Building community

The South Lawn design provides gathering places large and small.

By Staff Writers
This is an image of a South Lawn architectural rendering

Courtesy of Moore Ruble Yudell Architects & Planners.

Offices and classrooms of the South Lawn Project will boast the latest technology for teaching and research. But there’s something far simpler that
the College will gain in the new complex of buildings, something that the University’s original Academical Village provided and that human beings have sought since our earliest days: places for people to get together.

When plans for the project were first announced, history department chair Duane Osheim was worried the South Lawn could be a kind of Siberia, far from the library and a good cup of coffee. He’s not worried anymore.

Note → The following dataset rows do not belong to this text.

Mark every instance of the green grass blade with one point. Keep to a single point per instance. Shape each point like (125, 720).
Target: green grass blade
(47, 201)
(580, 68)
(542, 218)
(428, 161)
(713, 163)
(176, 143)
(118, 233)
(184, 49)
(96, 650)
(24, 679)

The project’s glass-walled Commons building will feature café service of coffee and light meals, with seating for about 150 on two levels and a terrace. Wireless Internet access and gathering places galore are provided throughout the buildings and in the gardens that will surround them.

The office suites for each department going into the buildings — politics and religious studies will join history in Phase I — will include large and small seminar rooms that can be used for classes or workshops. A talk by a visiting speaker could be followed by a reception just steps away, either in the department’s space or in the central Commons.

“It seems to me it will make scholarly and even social interchanges more possible,” says Osheim. “Now a talk would typically be in an unused classroom, or perhaps in a nice building like Garrett Hall that unfortunately closes at 5.”

The project will “create a space that we can use in all sorts of formal and informal ways to get people together,” Osheim says. “A great problem many departments have is that there are no places you can simply congregate.”

After class in Cabell, he adds, “all you want is to get away. But when you get away, where do you go?” Graduate teaching assistants often hold their office hours in Alderman Café. The space occupied by card catalogs in the pre-computer era now has coffee service, café tables, computer stations, wireless Internet and comfortable upholstered furniture where students can read — or even nap.

Alderman is “a good model for what we would like to see happen in these public places,” he says. “They’ll provide a greater chance for students and faculty to hang around” and have the kind of casual conversations that are difficult to have now.

These gathering areas are “essential for the kind of interchange you really want to foster. It’s not sterile space,” Osheim explains. “We probably can’t even predict all the things that can happen there.

“All the high-tech stuff will make special events or lectures easier to manage, but the benefits are the low-tech ones, the ones where people can meet,” says Osheim. “Just in terms of solving problems — administrative or intellectual — if we can just get people together, things can be so much easier.”